Licorice Pizza ★★★★★

Les chroniques nostalgiques Once Upon a Time... In Hollywood de Quentin Tarantino et Almost Famous de Cameron Crowe sont deux de mes films préférés, et Licorice Pizza s’inscrit dans la même lignée, transportant avec un grand souci du détail et une trame sonore à tout casser (les électrisants needle drops incluent Paul McCartney, David Bowie et The Doors) le spectateur à une autre époque, où évoluent des personnages formidablement colorés. Dans la filmographie de Paul Thomas Anderson, ce nouvel opus évoque Boogie Nights pour le milieu californien des années 70, mais il s’apparente encore plus à Punch-Drunk Love, en tant que comédie romantique glorieusement excentrique et imprévisible.

En 1973, Gary Valentine (Cooper Hoffman, le fils du regretté Philip Seymour), 15 ans, est acteur à ses heures, mais surtout magouilleur, démarrant éventuellement des entreprises de lits d’eau et de machines à boules. Lors des premiers instants du récit, il rencontre Alana Kane (Alana Haim, du trio musical qui porte son nom de famille, dont les autres membres — ses sœurs Danielle et Este — jouent aussi dans le film), dans la mi-vingtaine, qui cherche vaguement un sens à sa vie.

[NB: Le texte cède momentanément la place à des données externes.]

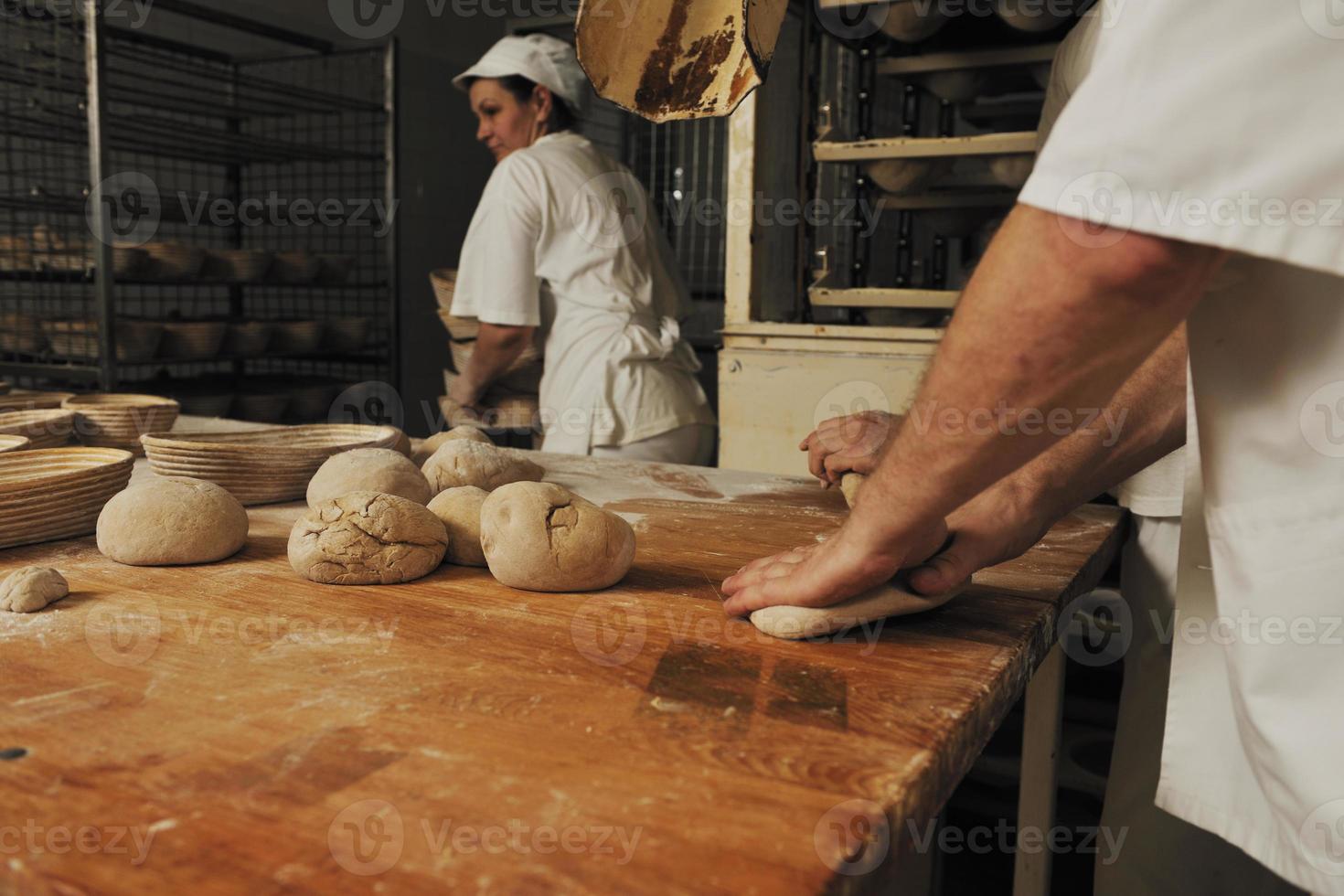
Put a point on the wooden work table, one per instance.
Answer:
(249, 731)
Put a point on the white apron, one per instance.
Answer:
(1254, 743)
(612, 351)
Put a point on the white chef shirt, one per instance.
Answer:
(1155, 491)
(1218, 123)
(565, 240)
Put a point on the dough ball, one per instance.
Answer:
(460, 512)
(31, 589)
(368, 470)
(440, 440)
(890, 600)
(461, 463)
(171, 520)
(368, 538)
(543, 538)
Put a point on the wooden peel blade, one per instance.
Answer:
(677, 59)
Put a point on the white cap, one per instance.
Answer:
(539, 58)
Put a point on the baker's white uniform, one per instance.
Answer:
(1161, 853)
(565, 240)
(1209, 123)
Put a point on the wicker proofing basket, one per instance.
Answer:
(443, 281)
(119, 420)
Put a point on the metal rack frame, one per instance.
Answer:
(77, 88)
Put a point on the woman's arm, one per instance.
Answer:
(496, 348)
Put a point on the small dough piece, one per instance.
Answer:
(31, 589)
(463, 463)
(543, 538)
(172, 520)
(368, 470)
(368, 538)
(890, 600)
(440, 440)
(460, 512)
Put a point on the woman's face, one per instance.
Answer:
(506, 123)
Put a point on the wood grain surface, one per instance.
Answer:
(235, 729)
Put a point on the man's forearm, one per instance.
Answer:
(1144, 422)
(496, 348)
(1047, 325)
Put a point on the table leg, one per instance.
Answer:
(1040, 762)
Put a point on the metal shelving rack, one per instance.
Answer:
(292, 154)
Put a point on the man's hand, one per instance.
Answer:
(848, 443)
(846, 564)
(464, 392)
(997, 526)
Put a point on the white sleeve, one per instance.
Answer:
(1210, 121)
(496, 274)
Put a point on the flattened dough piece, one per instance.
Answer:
(543, 538)
(368, 470)
(172, 520)
(368, 538)
(31, 589)
(460, 512)
(461, 463)
(890, 600)
(440, 440)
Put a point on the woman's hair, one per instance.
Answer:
(522, 89)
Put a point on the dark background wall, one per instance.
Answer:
(443, 168)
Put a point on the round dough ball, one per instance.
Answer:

Le scénario de PTA parvient naturellement à nous faire aimer ces deux personnages et à croire à leur attirance mutuelle, et ce serait déjà assez pour faire de Licorice Pizza un bon divertissement. Mais c'est dans ses tangentes et ses égarements que ce « hangout movie » devient extraordinaire. Sans trop en révéler, les moments forts incluent la séquence hilarante au Tail o' the Cock avec Sean Penn et Tom Waits; celle avec un Bradley Cooper complètement déchaîné dans le rôle de Jon Peters; et, dans un registre moins exubérant, la trame narrative impliquant un politicien incarné par Benny Safdie.

À la réalisation et la co-direction photo (avec Michael Bauman), Paul Thomas Anderson fait preuve d’une totale maîtrise comme toujours, avec notamment des manœuvres de caméra complexes et un usage ingénieux des reflets, sans toutefois que cela devienne tape-à-l’œil. Ce qui frappe le plus, c’est sa direction d’acteurs impeccable, avec entre autres des performances irrésistibles par les nouveaux visages dans les deux rôles principaux, Cooper Hoffman et surtout Alana Haim, une incroyable révélation, qui crève l’écran chaque fois qu’elle y apparaît. Drôle, sexy et attachante, elle nous donne immédiatement envie de la revoir régulièrement au cinéma.